In casa Atalanta l’imperativo categorico è rialzare la testa. La sconfitta rimediata domenica sera al Comunale contro la Fiorentina di Montella non è ancora stata digerita perché arrivata al termine di un match ben giocato dagli uomini del tecnico di Anzio, che hanno alzato bandiera bianca solo di fronte alla sfortuna (due pali di Boakye) e al tiro mancino di Kurtic (nelle ultime due estati finito proprio sull’agenda del dg Marino, ironia della sorte).

Mille dubbi hanno tolto il sonno a Colantuono in vista della sfida di San Siro. I primi sono di natura fisica, visto che ci sono ben quattro giocatori usciti malconci dalla partita di domenica: Biava è alle prese con un affaticamento, Benalouane con un problema alla caviglia, Dramé con la solita distorsione alla spalla e Gomez con una botta all’anca. Dal momento che si prospetta una chiara emergenza in difesa, è probabile che almeno uno dei centrali recuperi e che, magari, l’ex Chievo Dramè stringa i denti, anche se Del Grosso risulta essere pienamente recuperato. Poi, bisognerà capire chi il tecnico nerazzurro vorrà fare riposare in considerazione del triplice impegno settimanale che sabato sera porterà a Bergamo nientemeno che i campioni d’Italia della Juventus: le ultime voci vorrebbero Baselli dal 1′ al posto del regista di Montecchio Cigarini (ma occhio anche a Migliaccio) e, in attacco, Bianchi titolare con Maxi Moralez. All’appello mancheranno anche gli infortunati Spinazzola e Rosseti, oltre a Stendardo, che ha appena sostenuto l’esame orale per diventare avvocato.

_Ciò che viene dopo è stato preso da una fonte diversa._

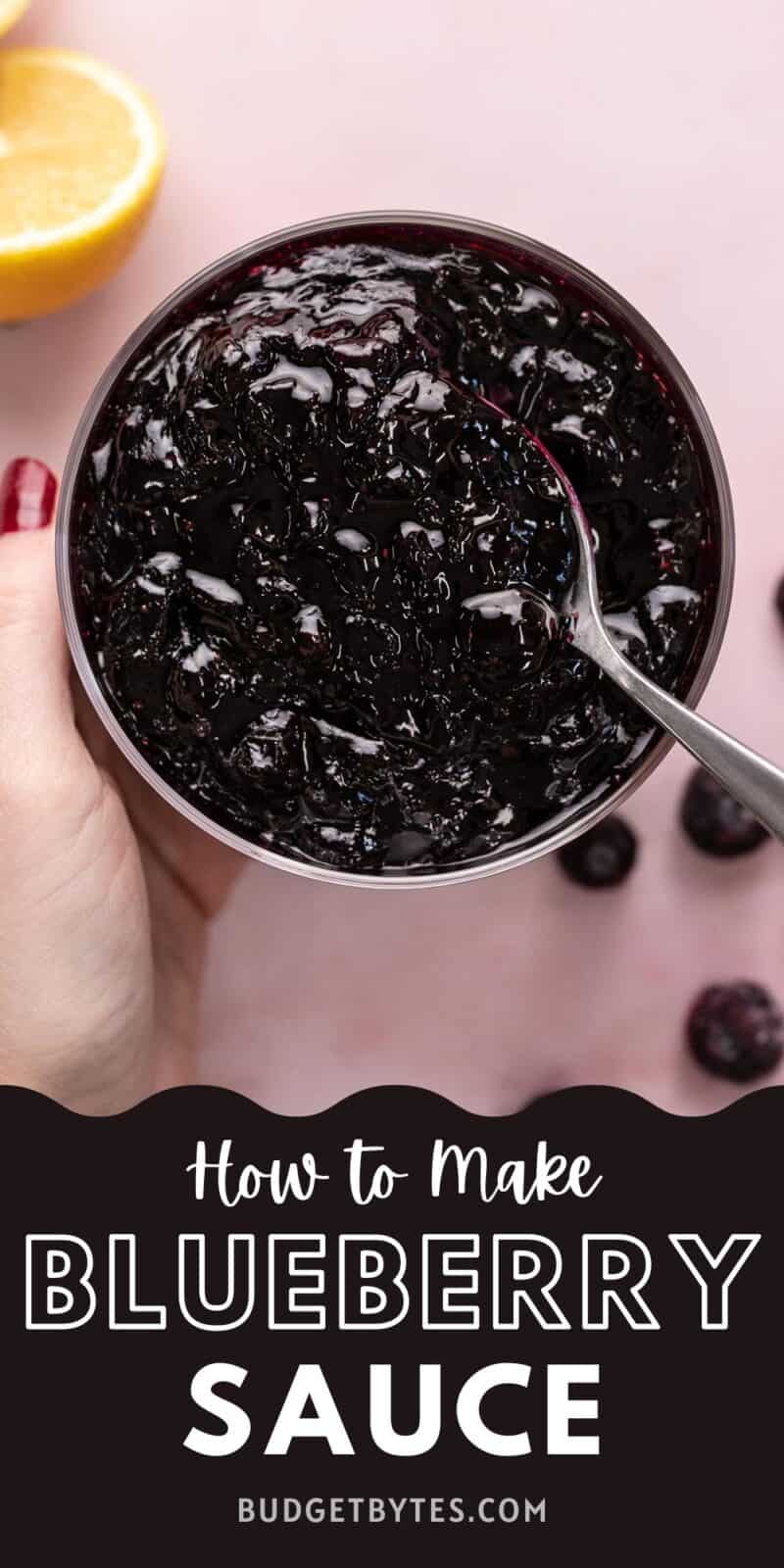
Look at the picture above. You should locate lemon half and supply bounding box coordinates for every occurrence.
[0,49,165,321]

Di fronte, però, i bergamaschi si troveranno un’Inter completamente diversa da quella affrontata nelle ultime due stagioni: da una parte perché sono arrivati rinforzi importanti, per puntare finalmente al ritorno nell’Europa che conta, e dall’altra perché Mazzarri sembra aver trovato il giusto equilibrio dopo un anno di stallo.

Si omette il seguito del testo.